Patient wins big pay-out from laser eye surgery chain

News  |   1 October 2014

A high street chain has been ordered to pay more than £500,000 damages after laser surgery wrecked an antiquarian book dealer's life. In a huge embarrassment for the chain, a judge found that its staff had failed to properly warn the woman of the risks involved in the operation and possible complications.

A high street chain has been ordered to pay more than £500,000 damages after laser surgery wrecked an antiquarian book dealer's life. In a huge embarrassment for the chain, a judge found that its staff had failed to properly warn the woman of the risks involved in the operation and possible complications.

The short-sighted woman, who had wanted the operation with a view to joining the police force, was left with hazy vision and so sensitive to light that she had to wear dark glasses all the time, even in the shower. Living by candle light at home, her successful book dealing career had collapsed.

The judge found that the woman had paid £2,790 for an operation which 'on any objective basis she should never have had'. She had been 'enticed' and 'tempted' into a branch of the chain after seeing an advertisement proclaiming that eye surgery could be had 'from £395'. She was shocked when she was quoted more than seven times that sum, but was encouraged when an optometrist told her that he had had laser surgery himself 'and his eyesight was brilliant'.

After paying a £200 deposit, the woman was kept waiting for five hours at her first appointment with an ‘extremely busy’ ophthalmic surgeon who had seen up to 30 patients that day. The judge said that the consultation may have lasted as little as three to four minutes and that there was 'absolutely no way' in which the surgeon could have imparted all the important information she needed in that time.

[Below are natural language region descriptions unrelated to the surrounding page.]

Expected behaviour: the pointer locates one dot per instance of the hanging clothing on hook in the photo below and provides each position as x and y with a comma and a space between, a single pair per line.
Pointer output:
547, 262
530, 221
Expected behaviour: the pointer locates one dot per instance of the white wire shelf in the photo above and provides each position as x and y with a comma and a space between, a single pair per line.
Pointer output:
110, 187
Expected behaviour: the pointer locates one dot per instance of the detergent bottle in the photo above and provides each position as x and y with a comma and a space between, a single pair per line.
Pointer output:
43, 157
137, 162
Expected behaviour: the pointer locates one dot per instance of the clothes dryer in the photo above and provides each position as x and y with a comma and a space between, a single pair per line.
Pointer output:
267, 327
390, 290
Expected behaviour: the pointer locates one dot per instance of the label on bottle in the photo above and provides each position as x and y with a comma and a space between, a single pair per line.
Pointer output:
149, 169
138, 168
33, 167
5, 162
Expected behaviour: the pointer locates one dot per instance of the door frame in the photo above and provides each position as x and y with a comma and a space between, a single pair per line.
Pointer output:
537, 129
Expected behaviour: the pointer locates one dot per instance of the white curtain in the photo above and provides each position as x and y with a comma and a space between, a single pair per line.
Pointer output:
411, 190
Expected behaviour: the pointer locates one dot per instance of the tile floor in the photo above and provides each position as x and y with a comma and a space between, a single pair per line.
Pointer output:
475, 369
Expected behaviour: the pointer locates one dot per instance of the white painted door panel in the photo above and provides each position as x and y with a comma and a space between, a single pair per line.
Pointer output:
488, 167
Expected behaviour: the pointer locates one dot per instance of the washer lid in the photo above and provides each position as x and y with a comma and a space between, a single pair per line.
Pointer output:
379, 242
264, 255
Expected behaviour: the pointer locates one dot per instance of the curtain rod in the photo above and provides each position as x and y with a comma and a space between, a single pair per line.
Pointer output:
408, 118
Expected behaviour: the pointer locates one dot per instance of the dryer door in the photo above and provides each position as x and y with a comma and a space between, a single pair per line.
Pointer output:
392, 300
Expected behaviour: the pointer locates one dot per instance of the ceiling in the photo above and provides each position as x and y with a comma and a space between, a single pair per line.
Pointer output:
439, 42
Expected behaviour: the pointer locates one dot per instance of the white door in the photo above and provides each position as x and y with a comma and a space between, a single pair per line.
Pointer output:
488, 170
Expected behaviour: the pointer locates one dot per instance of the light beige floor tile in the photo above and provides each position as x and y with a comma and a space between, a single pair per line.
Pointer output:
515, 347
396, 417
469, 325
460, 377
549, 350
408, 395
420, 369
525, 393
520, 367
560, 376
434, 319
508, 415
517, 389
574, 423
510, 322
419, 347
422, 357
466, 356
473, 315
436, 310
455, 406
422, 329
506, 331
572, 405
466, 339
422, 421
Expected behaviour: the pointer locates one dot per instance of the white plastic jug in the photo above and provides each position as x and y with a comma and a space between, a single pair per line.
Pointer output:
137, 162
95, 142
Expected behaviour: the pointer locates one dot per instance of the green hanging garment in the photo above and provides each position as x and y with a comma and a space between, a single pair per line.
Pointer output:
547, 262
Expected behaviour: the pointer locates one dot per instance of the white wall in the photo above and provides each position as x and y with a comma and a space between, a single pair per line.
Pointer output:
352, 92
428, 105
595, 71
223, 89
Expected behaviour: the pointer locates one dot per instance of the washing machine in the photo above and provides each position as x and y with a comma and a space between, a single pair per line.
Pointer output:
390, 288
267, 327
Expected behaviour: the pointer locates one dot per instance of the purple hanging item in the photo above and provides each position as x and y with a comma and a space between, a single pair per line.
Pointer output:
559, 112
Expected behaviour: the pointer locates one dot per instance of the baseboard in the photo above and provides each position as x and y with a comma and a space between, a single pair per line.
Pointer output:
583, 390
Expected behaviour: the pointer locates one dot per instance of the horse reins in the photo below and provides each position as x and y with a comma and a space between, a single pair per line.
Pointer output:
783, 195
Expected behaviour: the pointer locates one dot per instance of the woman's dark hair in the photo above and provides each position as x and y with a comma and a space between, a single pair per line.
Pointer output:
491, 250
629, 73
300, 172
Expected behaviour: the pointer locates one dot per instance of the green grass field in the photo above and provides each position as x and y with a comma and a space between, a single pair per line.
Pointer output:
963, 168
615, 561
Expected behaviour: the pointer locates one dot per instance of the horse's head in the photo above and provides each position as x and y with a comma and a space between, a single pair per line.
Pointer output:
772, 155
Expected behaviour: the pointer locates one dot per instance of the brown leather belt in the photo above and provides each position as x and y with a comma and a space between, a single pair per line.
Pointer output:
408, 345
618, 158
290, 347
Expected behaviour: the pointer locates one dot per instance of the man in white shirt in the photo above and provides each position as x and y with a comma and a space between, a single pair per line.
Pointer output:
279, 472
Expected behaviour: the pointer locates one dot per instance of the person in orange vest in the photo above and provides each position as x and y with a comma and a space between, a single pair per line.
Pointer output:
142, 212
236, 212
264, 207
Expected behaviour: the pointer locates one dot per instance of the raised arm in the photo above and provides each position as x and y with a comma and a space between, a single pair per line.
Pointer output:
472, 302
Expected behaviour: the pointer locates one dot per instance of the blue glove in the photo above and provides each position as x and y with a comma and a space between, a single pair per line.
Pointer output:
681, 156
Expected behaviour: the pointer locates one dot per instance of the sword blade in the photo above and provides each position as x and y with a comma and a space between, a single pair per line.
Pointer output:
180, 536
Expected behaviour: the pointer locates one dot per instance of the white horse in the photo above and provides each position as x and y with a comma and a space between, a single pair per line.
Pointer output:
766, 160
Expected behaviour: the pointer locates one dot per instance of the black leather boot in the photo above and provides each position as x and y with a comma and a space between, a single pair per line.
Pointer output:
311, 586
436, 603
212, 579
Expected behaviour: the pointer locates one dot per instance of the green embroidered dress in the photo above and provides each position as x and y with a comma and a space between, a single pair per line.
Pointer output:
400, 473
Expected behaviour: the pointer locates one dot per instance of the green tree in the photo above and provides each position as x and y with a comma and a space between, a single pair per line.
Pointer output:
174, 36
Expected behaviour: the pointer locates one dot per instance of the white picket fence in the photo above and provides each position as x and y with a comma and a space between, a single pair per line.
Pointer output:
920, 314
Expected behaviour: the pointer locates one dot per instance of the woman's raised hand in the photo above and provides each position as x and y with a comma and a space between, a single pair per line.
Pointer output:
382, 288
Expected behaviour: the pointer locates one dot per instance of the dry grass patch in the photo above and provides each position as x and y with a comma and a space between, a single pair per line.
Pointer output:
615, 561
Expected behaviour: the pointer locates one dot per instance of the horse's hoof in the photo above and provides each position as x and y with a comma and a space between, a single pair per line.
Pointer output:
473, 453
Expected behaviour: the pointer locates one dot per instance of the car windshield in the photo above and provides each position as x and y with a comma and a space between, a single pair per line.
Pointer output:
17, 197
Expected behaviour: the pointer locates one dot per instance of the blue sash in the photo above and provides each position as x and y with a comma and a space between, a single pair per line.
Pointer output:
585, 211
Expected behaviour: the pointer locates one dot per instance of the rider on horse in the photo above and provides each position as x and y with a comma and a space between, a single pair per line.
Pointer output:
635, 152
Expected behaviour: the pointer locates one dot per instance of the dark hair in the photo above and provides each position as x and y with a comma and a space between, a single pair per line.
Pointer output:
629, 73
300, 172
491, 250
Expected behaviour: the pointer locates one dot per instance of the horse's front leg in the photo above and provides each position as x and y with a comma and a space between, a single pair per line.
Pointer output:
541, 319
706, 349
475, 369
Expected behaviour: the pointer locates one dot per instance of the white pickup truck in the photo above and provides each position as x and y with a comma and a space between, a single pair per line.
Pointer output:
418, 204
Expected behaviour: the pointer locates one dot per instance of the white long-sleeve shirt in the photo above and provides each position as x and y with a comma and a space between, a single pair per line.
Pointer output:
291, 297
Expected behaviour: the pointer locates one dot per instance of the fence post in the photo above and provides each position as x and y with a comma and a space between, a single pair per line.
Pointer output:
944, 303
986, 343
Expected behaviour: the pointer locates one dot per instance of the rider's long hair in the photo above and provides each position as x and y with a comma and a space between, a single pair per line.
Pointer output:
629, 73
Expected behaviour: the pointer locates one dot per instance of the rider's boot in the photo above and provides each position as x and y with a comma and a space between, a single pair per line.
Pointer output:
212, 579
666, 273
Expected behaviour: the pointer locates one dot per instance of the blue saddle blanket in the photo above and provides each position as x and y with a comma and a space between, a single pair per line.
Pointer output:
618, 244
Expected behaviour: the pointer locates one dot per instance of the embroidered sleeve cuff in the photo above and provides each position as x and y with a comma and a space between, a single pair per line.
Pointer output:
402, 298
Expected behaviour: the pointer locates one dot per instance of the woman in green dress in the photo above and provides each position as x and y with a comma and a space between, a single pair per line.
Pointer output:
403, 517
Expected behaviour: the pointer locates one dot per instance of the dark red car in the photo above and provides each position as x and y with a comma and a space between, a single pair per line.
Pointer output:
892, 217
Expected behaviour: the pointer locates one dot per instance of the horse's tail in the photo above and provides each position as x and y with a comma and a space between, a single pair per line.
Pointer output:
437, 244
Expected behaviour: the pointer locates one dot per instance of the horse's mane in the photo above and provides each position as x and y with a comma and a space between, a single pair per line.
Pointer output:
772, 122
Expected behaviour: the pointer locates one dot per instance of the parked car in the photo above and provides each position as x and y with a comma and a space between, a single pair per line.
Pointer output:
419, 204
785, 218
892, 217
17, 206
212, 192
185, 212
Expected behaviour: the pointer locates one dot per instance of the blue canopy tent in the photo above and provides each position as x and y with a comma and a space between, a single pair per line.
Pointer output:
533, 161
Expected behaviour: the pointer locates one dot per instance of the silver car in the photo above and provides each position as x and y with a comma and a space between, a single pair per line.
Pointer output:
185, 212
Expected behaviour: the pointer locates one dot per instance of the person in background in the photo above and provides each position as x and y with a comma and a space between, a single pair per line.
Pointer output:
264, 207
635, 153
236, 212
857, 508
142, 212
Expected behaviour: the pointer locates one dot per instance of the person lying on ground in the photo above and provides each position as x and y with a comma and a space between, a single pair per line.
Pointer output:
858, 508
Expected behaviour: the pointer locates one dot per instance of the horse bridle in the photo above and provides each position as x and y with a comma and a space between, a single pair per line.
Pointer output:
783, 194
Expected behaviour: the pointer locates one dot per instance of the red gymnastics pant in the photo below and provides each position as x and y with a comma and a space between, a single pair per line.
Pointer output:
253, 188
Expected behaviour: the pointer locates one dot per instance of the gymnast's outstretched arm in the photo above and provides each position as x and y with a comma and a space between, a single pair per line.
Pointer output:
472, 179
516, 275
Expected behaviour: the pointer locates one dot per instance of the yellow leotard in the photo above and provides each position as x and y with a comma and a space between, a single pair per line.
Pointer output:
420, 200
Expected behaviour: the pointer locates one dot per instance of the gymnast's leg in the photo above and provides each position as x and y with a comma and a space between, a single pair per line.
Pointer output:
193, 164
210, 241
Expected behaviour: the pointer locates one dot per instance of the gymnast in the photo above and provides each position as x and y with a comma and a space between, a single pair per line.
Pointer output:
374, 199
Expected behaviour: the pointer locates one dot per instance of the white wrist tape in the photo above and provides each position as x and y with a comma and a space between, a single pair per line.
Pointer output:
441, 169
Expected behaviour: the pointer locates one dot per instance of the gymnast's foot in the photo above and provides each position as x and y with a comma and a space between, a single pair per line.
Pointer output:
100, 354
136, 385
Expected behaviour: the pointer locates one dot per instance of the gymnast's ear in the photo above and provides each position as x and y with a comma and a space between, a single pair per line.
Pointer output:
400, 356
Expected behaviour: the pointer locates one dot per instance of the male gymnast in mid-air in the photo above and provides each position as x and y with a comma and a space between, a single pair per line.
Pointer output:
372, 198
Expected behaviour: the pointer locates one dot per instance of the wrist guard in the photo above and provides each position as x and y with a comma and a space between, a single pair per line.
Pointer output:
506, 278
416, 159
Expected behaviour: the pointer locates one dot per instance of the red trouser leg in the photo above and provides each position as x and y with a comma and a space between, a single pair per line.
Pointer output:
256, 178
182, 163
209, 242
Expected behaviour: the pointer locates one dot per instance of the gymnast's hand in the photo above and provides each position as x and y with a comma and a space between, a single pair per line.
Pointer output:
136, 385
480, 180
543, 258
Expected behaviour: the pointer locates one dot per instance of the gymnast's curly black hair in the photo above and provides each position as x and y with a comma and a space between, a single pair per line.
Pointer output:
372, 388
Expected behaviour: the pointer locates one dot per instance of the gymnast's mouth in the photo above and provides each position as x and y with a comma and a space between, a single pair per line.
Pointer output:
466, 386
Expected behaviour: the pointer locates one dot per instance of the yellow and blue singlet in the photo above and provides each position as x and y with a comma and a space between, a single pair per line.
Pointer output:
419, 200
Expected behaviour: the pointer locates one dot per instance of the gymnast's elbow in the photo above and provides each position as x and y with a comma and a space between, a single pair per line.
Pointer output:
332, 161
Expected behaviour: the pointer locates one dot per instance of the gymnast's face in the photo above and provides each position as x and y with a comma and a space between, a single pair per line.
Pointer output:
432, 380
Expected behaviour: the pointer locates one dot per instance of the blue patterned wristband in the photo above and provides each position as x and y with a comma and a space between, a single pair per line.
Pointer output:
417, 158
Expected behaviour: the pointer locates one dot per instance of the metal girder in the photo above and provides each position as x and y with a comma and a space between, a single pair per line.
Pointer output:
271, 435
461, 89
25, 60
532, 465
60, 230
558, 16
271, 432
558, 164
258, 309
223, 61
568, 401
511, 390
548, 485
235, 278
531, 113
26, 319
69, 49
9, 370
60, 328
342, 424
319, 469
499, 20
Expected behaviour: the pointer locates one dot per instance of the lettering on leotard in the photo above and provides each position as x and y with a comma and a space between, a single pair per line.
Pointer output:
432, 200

When the woman arrived for her operation a few days later, she was approached by a woman with a clipboard and given a consent form to sign. She duly appended her initials without reading the form. The judge said that immediately before an operation was an inappropriate moment to ask a patient to sign a consent form.

Although the operation itself had been competently performed, the woman had not been given an adequate description of the procedure she underwent and had not been informed fully of the risks involved. Finding both the chain and the surgeon liable to compensate her, the judge said that the woman had not been placed in a position in which she could give her informed consent to the procedure.

The woman’s damages award came to a total of £569,287, including £30,000 for her 'pain, suffering and loss of amenity' and over £400,000 for her lost earnings.